UC Riverside

In this research we use the tGAP (Topological Generalized Area Partition) methodology to create and consume a variable-scale topological reactive data structure to progressively transfer vector-based GIS data in client/server architectures. Many researches has been carried out in the past in this subject and different approaches and variations of the tGAP data structure have been proposed, but the problem of how to effectively communicate and transfer the data between clients and servers in client/server architecture has not been the main focus of the previous works. We describe various tGAP data structures and implement an ameliorated version of the tGAP data structure using left-right topology without edge references that minimizes both usage of the network bandwidth and the amount of data stored in the database which in turn minimizes the execution time of attribute and spatial queries.

We propose two different architectures and perform methodology comparisons. First, we design a client that progressively polls vector-based spatial data from a server. The client application initiates the requests based on its current map extent and keeps track of the features drawn on the map. Every time the user pans or zooms to a smaller/larger scale in the map the multi-threaded application will asynchronously request for the termination of the previous request (if it is still in progress) and polls the data for the new scale/extent. The advantage of multi-threaded architecture in the client is that the UI thread never gets blocked while the background thread is submitting the request and retrieving the spatial data from the server. On the other hand usage of the tGAP data structures will allow the server to transfer spatial data from higher importance levels down to the lower importance levels based upon the hierarchical information that has been stored for all the faces and the edges, i.e. generalized versions of the faces will be transferred first and the client will progressively update the content of its map view by retrieving lower important neighboring objects to obtain more details.

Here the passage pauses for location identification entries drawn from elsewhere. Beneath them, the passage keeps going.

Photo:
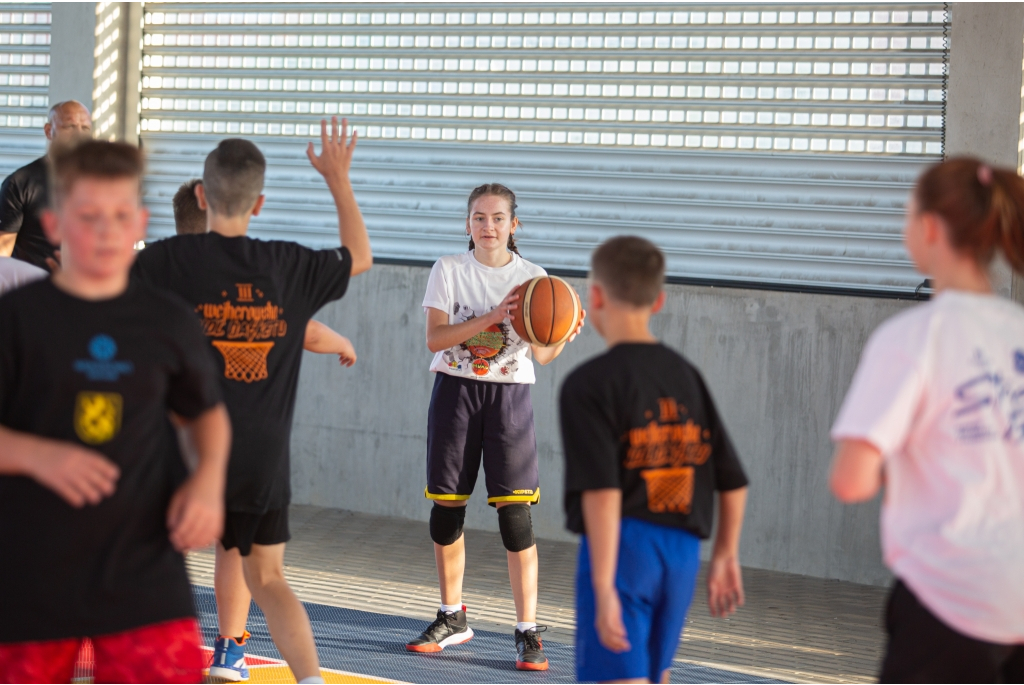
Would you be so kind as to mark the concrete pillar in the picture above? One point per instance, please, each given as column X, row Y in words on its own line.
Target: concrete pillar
column 72, row 44
column 117, row 74
column 983, row 96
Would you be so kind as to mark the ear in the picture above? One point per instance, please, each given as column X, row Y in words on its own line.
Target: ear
column 595, row 296
column 143, row 221
column 201, row 197
column 48, row 219
column 932, row 229
column 259, row 205
column 658, row 303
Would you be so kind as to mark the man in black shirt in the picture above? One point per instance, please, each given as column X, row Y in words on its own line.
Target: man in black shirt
column 25, row 194
column 255, row 299
column 96, row 506
column 645, row 452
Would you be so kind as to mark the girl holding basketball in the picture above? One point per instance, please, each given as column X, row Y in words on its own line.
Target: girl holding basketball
column 936, row 415
column 480, row 404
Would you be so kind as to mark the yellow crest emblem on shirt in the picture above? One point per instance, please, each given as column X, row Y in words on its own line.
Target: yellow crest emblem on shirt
column 97, row 416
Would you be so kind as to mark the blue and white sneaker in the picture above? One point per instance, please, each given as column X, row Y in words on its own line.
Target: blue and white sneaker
column 229, row 658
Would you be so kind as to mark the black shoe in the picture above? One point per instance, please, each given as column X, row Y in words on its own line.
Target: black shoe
column 448, row 629
column 529, row 650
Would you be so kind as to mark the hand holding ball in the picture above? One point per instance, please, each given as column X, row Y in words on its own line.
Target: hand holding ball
column 549, row 311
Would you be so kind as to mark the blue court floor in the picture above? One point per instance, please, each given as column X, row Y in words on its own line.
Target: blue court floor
column 373, row 644
column 371, row 585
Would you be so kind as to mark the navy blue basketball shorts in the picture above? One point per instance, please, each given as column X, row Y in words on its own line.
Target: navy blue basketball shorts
column 469, row 419
column 655, row 578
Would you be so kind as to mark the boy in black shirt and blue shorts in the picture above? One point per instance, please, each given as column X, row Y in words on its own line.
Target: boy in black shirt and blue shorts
column 645, row 452
column 255, row 299
column 96, row 505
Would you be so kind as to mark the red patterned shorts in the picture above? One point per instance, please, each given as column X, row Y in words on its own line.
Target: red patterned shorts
column 167, row 652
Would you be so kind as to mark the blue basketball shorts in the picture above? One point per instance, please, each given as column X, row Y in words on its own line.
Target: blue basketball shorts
column 655, row 578
column 471, row 419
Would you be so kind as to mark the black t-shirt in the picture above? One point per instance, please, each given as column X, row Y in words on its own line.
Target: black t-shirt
column 254, row 299
column 639, row 418
column 102, row 375
column 23, row 196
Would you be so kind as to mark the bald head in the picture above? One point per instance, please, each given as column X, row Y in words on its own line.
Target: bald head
column 67, row 122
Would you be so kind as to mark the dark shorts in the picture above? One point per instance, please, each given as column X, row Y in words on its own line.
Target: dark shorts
column 923, row 649
column 468, row 419
column 243, row 530
column 655, row 578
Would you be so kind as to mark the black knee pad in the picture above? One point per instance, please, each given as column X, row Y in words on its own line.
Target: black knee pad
column 445, row 523
column 516, row 526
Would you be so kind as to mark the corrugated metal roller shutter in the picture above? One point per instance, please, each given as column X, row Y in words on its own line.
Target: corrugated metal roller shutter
column 25, row 79
column 763, row 143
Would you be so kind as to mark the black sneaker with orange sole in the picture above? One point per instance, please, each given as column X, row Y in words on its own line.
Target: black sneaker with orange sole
column 529, row 650
column 448, row 629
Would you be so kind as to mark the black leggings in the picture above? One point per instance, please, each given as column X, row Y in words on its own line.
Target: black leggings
column 923, row 649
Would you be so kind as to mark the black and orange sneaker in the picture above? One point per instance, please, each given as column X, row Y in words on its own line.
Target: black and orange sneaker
column 449, row 629
column 529, row 650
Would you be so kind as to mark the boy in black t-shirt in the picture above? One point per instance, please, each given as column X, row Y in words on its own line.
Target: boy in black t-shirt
column 255, row 299
column 645, row 452
column 95, row 503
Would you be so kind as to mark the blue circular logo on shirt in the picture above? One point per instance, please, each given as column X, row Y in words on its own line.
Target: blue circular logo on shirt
column 102, row 347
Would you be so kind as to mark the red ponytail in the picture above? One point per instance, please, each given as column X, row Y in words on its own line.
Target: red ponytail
column 982, row 207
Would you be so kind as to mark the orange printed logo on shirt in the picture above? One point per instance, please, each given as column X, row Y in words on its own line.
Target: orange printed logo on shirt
column 668, row 450
column 244, row 331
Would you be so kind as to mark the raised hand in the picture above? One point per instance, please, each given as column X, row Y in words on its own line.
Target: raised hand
column 336, row 153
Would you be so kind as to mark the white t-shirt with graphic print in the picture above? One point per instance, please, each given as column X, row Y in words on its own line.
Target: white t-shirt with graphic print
column 466, row 289
column 940, row 392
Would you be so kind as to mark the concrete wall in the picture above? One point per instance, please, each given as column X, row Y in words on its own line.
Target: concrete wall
column 777, row 364
column 72, row 45
column 983, row 97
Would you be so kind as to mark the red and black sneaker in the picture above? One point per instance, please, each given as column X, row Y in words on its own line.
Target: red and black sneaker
column 448, row 629
column 529, row 650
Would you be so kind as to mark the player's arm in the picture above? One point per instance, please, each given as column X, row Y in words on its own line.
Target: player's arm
column 80, row 476
column 322, row 339
column 441, row 335
column 11, row 216
column 602, row 516
column 196, row 516
column 333, row 163
column 725, row 583
column 857, row 471
column 545, row 355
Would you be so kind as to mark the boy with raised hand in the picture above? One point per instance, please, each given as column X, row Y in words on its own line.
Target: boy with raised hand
column 95, row 504
column 645, row 452
column 189, row 218
column 255, row 299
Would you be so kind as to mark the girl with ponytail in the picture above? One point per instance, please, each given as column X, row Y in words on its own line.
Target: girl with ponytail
column 480, row 410
column 936, row 414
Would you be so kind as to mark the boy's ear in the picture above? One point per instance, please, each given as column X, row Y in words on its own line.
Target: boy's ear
column 259, row 205
column 48, row 219
column 595, row 296
column 201, row 198
column 658, row 303
column 143, row 222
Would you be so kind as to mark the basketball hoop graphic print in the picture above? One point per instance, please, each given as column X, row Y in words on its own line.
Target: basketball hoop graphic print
column 243, row 360
column 244, row 332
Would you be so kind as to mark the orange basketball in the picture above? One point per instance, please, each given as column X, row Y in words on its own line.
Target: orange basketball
column 549, row 311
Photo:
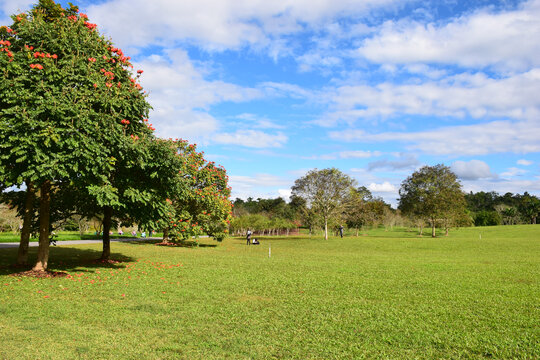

In our second design the client submits a request for the geographical data in a given map extent and server fetches the data from a spatial database. The difference with the previous approach is that this time the server pushes the data to the client and keeps track of the objects submitted to each client (session). A background thread in each client retrieves objects from the server in the same fashion, i.e. objects with higher importance levels come and drawn first etc... Since the client benefits from multi-threaded mechanism users would be able to interact with the map while data are pushing from the server and no blockage in their UI thread will occur.

In the end we will analyze and compare both methodologies and investigate the effectiveness of database indexes as well as spatial indexes in their performance and will show how both approaches could benefit from them.